A sign of ransomware growth: Gangs now arbitrate disputes
Cyber criminal gangs are getting increasingly adept at hacking and becoming more professional, even setting up an arbitration system to resolve payment disputes among themselves, according to a new report by the United States, Australia and the United Kingdom that paints a bleak picture of ransomware trends.
Ransomware gangs, which hack targets and hold their data hostage through encryption, caused widespread havoc last year with high-profile attacks on the world's largest meat-packing company, the biggest U.S. fuel pipeline and other targets. Western governments have pledged to crack down on the cyber criminals, who operate largely in and around Russia, but have little to show in the way of progress.
The new report on 2021 ransomware trends highlights the growing maturity and specialization of the ransomware market, with independent operators filling a lucrative niche market. Specialists now range from the hackers who can break into networks or develop ransomware to the nontechnical operators who negotiate payments with victims. The United Kingdom's National Cyber Security Centre said it's seen some ransomware gangs offer a 24/7 help center to victims to expedite ransom payments and restore encrypted data.
There's even money to be made by arbitrators who can settle payment disputes among the various ransomware criminals, according to the report.

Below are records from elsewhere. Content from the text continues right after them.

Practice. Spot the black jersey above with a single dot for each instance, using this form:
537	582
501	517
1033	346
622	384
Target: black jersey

"The criminal marketplace is incredibly, incredibly efficient and constantly evolving," said John Hultquist, vice president of intelligence analysis at the cybersecurity firm Mandiant. "The fact that they can operate like this, it's evidence of our failure to get a good grip on this problem."

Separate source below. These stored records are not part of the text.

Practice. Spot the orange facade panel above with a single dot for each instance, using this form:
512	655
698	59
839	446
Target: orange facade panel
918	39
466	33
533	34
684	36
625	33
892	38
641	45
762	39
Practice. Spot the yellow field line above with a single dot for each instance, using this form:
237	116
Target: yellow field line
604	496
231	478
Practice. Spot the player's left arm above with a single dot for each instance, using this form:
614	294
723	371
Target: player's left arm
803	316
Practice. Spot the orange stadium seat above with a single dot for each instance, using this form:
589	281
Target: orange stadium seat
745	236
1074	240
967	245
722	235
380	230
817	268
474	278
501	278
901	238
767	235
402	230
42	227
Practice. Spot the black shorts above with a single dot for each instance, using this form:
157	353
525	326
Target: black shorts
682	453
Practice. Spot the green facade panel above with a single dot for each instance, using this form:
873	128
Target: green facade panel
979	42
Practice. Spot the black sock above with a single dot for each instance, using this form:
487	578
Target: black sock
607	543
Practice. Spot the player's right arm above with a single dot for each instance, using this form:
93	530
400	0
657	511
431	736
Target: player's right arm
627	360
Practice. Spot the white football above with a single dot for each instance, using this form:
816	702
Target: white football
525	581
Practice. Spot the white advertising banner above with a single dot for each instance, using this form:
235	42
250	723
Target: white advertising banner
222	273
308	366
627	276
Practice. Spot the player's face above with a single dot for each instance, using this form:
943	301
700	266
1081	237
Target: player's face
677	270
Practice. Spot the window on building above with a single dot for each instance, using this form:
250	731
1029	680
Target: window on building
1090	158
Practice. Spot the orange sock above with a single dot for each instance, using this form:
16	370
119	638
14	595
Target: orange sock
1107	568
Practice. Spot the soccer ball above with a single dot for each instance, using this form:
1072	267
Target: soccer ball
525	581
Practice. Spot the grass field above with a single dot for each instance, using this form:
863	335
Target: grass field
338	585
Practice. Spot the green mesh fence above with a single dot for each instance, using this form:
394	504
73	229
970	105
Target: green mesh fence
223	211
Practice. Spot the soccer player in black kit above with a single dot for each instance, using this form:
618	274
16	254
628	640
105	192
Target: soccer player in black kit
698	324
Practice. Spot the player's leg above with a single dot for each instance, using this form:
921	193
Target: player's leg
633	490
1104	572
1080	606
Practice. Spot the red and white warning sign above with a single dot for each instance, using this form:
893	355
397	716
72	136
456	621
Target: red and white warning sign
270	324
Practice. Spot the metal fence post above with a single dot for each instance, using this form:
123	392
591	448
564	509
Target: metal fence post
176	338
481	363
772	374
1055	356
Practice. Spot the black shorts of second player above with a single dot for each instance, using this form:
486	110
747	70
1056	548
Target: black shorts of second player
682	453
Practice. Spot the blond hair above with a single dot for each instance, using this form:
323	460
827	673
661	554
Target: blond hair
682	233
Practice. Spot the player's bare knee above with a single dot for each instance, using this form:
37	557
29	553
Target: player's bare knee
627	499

The report also describes the growing technical skills of ransomware gangs, which have been able to target cloud infrastructure—often touted as a safer alternative to storing data locally—and developed code to stop industrial processes. U.S. authorities said they'd seen ransomware attacks involving 14 out of 16 designated critical infrastructure sectors, including the defense industrial base, agriculture and information technology sectors.
"When critical infrastructure is held at risk by foreign hackers operating from a safe haven in an adversary country, that's a national security problem," National Security Agency Cybersecurity Director Rob Joyce said in a statement, adding that addressing ransomware is a "significant focus" of the NSA.
The joint report was issued Wednesday by the FBI, the NSA and the Cybersecurity and Infrastructure Security Agency in the U.S. as well as the United Kingdom's National Cyber Security Centre and the Australian Cyber Security Centre.
The report said that after major highly disruptive hacks on the Colonial Pipeline in the U.S. in May and on Brazilian meat processor JBS SA in June, "ransomware groups suffered disruptions from U.S. authorities in mid-2021" and have targeted midsize victims to reduce scrutiny.
But the UK and Australian authorities said they'd not seen any similar trend in their countries. Kaspersky Labs reported in December that ransomware-related incidents in 2021 accounted for 47% of its global response, up from 38% the previous year. In the U.S., however, targeted ransomware attacks that its intelligence network detected were down 33% in 2021 compared with the previous years. That compares with a 30% rise globally.
In the past month, ransomware victims have included operators of maritime fuel depots in Belgium and Germany and media outlets in Portugal. A cyberattack on the wireless provider Vodafone in Portugal this week had all the hallmarks of ransomware, though the company's CEO for Portugal said it received no ransomware demand.